There are multiple different definitions of confinement factor in different literatures, for example [JK14] and [YY06]. Here we use the following [LG20]:

\[\Gamma = \frac{\beta\int_{\text{AR}}n_z E_z^2\mathrm d y} {\int n_z^2E_z^2\mathrm d z}\]

Mirror loss

The mirror loss in the software can be chosen from cleaved surface ( refractivity \(R = |(\beta - 1)/(\beta + 1)|^2\)), perfect high-refraction coating (perfect HR, \(R = 1\)), perfect anti-reflection coating (perfect AR, \(R=10^{-1}\)) and customized refractivity.

The mirror refractivity leads to a effective mirror lose per waveguide length \(\alpha_M = -\ln(R_1 R_2)/2L\) where \(L\) is the waveguide length.

Threshold current

The threshold current is calculated assuming \(\eta_{\text{inj}} = 1\).

\[J_{th} = \frac{0.1\hbar c\epsilon_0 enL_p\alpha} {\eta_{\text{inj}} \,\text{FoM}}\]

See Optical gain and threshold current for detail.

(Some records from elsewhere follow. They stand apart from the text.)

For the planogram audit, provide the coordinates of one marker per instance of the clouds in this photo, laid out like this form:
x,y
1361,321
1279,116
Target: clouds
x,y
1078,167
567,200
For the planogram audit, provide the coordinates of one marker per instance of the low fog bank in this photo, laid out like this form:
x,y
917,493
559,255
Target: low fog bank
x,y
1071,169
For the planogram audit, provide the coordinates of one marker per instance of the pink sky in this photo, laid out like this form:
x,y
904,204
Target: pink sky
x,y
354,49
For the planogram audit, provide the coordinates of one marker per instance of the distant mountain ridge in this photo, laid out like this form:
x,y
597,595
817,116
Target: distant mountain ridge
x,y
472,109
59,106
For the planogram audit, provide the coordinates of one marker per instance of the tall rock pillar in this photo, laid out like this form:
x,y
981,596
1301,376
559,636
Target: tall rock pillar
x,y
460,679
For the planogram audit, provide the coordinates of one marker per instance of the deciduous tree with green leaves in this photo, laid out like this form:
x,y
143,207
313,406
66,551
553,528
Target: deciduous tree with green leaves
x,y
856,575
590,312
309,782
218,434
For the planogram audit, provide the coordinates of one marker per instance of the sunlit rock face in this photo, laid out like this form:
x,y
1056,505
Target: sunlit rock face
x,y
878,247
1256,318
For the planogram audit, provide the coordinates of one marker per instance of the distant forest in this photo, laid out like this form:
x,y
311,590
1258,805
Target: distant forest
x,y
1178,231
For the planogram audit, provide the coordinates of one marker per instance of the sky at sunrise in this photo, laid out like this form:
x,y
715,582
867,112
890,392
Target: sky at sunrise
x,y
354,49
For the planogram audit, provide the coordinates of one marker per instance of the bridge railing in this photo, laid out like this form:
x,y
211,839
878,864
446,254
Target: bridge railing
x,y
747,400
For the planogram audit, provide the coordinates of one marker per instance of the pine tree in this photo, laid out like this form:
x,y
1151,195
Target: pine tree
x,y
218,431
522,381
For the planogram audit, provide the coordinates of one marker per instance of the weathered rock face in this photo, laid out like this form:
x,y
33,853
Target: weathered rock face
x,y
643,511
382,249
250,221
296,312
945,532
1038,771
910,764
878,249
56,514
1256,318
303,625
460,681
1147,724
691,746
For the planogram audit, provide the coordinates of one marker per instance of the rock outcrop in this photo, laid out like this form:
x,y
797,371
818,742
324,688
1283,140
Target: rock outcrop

Effective medium theory for QC layers

The QC layers have superlattice with width much less than wavelength, which is when efficiency medium theory works best. The effective refractivity index of the active region is not isotropic, for TM mode that we are interested in [LG20]:

\[n = \left\langle\frac{1}{n^2}\right\rangle^{-1/2}\]

[CH84]

John Chilwell and Ian Hodgkinson. Thin-films field-transfer matrix theory of planar multilayer waveguides and reflection from prism-loaded waveguides. J. Opt. Soc. Am. A, 1(7):742–753, Jul 1984. URL: http://josaa.osa.org/abstract.cfm?URI=josaa-1-7-742, doi:10.1364/JOSAA.1.000742.

[JK14]

Christian Jirauschek and Tillmann Kubis. Modeling techniques for quantum cascade lasers. Applied Physics Reviews, 1(1):011307, 2014. URL: https://doi.org/10.1063/1.4863665, arXiv:https://doi.org/10.1063/1.4863665, doi:10.1063/1.4863665.

[LG20] (1,2)

Ming Lyu and Claire Gmachl. Correction to the effective refractive index and the confinement factor in waveguide modeling for quantum cascade lasers. 2020. arXiv:arXiv:2007.03503.

[YY06]

Amnon Yariv and Pochi Yeh. Photonics: optical electronics in modern communications (the oxford series in electrical and computer engineering). Oxford University Press, Inc., 2006.